Jeudi 19 juin, lors de sa visite au salon du Bourget, Jordan Bardella a saisi l’occasion pour livrer un message aussi symbolique que moqueur : en montant sans difficulté dans un Rafale, l’eurodéputé d’extrême droite a taclé, avec l’aval amusé de Marine Le Pen, un Premier ministre visiblement moins agile, François Bayrou.
Le geste semblait anodin, presque banal dans un salon d’exposition aéronautique, mais il était soigneusement calibré. En s’installant dans le cockpit du Rafale, Jordan Bardella ne cherchait pas seulement à jouer les pilotes d’un jour, il visait à imposer une image : celle d’un dirigeant jeune, alerte, et prêt à prendre les commandes. Et surtout, à se démarquer de François Bayrou, embarrassé quelques jours plus tôt dans la même situation.
« En fait, on sort assez facilement », a-t-il lancé, sourire aux lèvres, une fois redescendu de l’appareil. La pique était transparente, d’autant que Marine Le Pen, présente à ses côtés, n’a pas manqué de jouer le jeu. À peine Bardella avait-il évoqué sa facilité à manœuvrer dans l’appareil, que la présidente des députés RN s’empressait d’ajouter : « Mais oui, mais tu es remarquable », avant de suspendre sa phrase… laissant entendre ce que chacun avait compris : une comparaison directe, et peu flatteuse, avec le chef du gouvernement.
Le Rafale, théâtre d’une rivalité feutrée
Le Premier ministre François Bayrou, âgé de 71 ans, s’était prêté au même exercice quelques jours plus tôt. L’image d’un homme empêtré dans le cockpit, peinant à ressortir, avait aussitôt fait le tour des réseaux sociaux. Sur TikTok comme sur X (ex-Twitter), les vidéos avaient suscité des commentaires sarcastiques, parfois cruels, sur son âge, son manque de souplesse ou sa légitimité à représenter la modernité politique.

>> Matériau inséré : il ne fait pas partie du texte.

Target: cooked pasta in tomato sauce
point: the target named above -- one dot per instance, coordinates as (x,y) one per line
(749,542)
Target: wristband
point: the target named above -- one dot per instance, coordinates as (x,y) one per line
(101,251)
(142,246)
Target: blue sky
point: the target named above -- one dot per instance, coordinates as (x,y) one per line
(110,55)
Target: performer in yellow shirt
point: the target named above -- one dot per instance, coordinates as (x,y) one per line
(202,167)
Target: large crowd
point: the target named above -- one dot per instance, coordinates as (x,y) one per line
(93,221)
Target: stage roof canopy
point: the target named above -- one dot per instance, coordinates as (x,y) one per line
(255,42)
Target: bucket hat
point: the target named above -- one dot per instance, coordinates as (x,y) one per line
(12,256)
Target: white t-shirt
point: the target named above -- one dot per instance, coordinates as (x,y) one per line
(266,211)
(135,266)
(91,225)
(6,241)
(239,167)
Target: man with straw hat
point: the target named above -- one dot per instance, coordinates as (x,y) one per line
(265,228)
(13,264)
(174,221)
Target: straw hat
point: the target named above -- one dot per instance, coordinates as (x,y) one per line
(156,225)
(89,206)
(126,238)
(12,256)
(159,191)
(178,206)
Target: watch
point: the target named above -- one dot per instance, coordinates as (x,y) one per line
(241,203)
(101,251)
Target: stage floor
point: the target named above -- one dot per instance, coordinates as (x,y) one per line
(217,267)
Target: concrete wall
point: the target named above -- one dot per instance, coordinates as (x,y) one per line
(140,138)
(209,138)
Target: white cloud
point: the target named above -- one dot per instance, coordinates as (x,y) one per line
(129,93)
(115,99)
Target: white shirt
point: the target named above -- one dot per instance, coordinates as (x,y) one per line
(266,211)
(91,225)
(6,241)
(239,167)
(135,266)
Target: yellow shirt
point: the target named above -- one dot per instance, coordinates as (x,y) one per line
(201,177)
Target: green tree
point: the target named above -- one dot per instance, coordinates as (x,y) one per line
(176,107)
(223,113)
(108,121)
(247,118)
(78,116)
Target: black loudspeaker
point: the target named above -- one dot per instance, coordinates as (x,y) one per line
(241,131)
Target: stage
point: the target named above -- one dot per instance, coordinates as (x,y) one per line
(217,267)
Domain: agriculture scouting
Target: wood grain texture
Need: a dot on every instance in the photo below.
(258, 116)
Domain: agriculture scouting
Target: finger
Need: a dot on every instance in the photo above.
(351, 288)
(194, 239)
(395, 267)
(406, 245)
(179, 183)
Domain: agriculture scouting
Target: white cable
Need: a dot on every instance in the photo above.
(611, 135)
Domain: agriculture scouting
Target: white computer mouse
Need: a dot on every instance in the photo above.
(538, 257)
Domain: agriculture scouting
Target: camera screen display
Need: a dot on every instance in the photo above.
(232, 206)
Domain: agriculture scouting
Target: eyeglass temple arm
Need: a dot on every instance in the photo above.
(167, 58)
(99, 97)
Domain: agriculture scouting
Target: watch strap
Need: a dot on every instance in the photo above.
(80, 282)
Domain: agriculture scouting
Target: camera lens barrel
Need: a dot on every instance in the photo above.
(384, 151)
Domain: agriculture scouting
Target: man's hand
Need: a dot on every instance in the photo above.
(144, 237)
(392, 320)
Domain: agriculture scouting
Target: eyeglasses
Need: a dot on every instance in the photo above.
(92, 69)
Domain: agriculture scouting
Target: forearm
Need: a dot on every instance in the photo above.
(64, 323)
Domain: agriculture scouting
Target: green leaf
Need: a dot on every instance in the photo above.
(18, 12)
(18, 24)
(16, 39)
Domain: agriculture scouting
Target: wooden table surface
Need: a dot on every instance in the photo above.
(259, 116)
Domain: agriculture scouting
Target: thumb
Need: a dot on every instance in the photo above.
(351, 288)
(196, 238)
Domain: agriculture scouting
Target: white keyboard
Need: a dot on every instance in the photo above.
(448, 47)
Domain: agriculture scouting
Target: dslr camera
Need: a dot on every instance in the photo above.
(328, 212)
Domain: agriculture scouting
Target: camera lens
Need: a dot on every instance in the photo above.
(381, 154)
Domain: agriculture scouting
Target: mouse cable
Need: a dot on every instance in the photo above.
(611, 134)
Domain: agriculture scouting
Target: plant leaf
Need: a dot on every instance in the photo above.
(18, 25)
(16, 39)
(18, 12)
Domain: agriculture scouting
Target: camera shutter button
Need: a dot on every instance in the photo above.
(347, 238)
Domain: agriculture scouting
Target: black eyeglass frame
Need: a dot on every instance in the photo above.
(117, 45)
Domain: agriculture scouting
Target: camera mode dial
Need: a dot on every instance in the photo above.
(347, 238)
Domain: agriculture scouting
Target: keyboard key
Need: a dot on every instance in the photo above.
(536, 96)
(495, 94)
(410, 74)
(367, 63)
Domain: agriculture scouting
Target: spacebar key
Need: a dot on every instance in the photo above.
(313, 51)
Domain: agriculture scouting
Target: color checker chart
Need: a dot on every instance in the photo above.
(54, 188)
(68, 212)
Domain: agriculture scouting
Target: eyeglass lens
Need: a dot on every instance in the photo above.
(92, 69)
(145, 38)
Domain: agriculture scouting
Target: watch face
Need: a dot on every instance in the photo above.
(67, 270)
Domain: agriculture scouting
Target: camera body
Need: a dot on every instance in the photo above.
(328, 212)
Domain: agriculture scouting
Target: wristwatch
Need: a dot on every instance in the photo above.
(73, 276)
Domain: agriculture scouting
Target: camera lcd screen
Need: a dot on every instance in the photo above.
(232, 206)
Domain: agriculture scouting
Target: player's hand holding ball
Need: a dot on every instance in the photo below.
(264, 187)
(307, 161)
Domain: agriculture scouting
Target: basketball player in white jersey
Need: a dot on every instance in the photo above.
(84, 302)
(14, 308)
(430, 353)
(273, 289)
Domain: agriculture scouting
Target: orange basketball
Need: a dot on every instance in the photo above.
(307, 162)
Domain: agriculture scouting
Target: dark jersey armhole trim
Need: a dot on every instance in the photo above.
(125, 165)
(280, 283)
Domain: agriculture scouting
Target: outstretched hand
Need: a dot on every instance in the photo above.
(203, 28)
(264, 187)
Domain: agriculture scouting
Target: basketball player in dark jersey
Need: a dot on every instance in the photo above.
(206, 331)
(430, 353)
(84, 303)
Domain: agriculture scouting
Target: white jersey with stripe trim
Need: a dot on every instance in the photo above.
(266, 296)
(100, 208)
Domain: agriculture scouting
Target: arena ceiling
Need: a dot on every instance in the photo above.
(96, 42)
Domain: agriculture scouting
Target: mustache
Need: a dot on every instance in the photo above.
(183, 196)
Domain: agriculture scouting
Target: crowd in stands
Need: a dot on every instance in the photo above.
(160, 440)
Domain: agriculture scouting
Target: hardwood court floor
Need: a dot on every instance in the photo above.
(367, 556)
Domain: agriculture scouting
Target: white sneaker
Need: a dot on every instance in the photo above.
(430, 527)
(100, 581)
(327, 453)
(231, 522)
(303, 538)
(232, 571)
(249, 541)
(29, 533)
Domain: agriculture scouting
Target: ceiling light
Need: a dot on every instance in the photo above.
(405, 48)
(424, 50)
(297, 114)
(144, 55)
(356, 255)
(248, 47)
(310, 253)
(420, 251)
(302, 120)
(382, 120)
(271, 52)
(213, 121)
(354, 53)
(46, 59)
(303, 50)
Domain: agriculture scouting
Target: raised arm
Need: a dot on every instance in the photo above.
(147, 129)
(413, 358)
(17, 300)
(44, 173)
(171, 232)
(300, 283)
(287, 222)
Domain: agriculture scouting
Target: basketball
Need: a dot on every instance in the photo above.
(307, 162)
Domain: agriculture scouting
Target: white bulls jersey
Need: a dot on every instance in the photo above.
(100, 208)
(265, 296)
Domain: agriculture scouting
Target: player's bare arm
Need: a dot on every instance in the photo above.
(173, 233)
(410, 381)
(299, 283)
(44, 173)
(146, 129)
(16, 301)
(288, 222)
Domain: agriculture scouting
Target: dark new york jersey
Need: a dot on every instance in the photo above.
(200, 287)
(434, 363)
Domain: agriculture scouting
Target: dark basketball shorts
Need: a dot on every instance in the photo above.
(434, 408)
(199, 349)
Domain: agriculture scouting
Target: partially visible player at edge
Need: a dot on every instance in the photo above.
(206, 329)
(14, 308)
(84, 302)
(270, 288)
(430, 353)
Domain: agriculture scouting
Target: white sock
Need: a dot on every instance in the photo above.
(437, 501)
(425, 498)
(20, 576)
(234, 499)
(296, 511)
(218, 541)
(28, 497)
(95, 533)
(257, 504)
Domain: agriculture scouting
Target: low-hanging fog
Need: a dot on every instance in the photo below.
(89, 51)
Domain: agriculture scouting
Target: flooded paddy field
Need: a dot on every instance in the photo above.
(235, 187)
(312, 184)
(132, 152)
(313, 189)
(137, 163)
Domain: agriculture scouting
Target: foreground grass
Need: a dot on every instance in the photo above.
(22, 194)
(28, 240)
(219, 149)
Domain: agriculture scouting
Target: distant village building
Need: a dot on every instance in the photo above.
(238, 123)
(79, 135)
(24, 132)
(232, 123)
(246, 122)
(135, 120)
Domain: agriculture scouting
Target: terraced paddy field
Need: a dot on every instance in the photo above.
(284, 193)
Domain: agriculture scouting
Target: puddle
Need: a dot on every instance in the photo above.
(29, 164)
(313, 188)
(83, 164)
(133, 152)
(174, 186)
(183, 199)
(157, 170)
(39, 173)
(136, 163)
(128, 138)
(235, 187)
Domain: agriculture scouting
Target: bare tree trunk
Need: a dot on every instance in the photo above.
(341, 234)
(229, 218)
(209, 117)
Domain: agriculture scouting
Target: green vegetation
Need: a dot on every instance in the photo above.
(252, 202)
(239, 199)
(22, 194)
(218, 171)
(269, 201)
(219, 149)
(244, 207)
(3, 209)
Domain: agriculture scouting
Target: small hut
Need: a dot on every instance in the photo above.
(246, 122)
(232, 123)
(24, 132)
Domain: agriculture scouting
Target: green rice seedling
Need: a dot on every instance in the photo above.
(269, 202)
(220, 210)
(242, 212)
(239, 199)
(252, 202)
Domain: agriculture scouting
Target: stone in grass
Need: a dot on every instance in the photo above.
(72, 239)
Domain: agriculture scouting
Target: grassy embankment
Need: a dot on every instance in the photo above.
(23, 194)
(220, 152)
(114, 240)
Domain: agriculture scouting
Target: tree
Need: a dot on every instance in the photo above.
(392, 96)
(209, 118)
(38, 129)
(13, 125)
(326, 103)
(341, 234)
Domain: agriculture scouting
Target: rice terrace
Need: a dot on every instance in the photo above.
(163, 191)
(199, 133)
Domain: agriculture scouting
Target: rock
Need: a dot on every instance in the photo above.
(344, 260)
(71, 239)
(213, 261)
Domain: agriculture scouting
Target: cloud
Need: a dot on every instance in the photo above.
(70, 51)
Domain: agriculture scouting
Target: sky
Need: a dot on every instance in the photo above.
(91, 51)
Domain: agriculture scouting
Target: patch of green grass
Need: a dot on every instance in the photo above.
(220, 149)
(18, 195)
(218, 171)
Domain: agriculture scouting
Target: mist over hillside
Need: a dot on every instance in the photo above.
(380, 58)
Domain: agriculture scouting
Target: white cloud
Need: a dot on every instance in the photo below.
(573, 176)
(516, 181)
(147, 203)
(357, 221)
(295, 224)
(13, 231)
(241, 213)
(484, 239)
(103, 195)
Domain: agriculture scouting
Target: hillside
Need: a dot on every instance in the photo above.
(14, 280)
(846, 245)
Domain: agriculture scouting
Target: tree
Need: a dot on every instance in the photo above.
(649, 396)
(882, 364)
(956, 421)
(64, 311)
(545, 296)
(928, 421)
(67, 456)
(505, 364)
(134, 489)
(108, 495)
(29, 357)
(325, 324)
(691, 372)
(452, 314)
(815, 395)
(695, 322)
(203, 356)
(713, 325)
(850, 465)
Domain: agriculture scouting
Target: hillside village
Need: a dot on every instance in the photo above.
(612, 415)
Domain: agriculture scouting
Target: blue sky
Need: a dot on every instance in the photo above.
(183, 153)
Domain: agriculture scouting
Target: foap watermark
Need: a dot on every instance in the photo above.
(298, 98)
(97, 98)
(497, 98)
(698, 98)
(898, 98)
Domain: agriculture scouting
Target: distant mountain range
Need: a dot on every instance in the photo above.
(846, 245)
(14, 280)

Dans ce contexte, la performance de Bardella prend une dimension stratégique. Il ne s’agit plus seulement de visiter un salon international de l’aéronautique, mais de se montrer plus dynamique, plus en phase avec la jeunesse et les attributs du pouvoir exécutif moderne.
Marine Le Pen ne s’y est pas trompée. En déclarant sur le ton de l’ironie : « Je voudrais savoir si mon Premier ministre rentre mieux dans le Rafale que l’actuel », elle endosse pleinement le rôle de faiseuse de roi – ou plutôt de Premier ministre – qu’on lui prête depuis les résultats des dernières élections européennes.
Une mise en scène à la fois moqueuse et politique
Cette mise en scène a tous les ingrédients d’un storytelling politique maîtrisé. Bardella joue de son image de trentenaire en pleine ascension, en opposition à une figure politique plus âgée, perçue comme essoufflée. La scène devient un symbole inversé du pouvoir : le cockpit du Rafale se transforme en test de capacité symbolique à gouverner.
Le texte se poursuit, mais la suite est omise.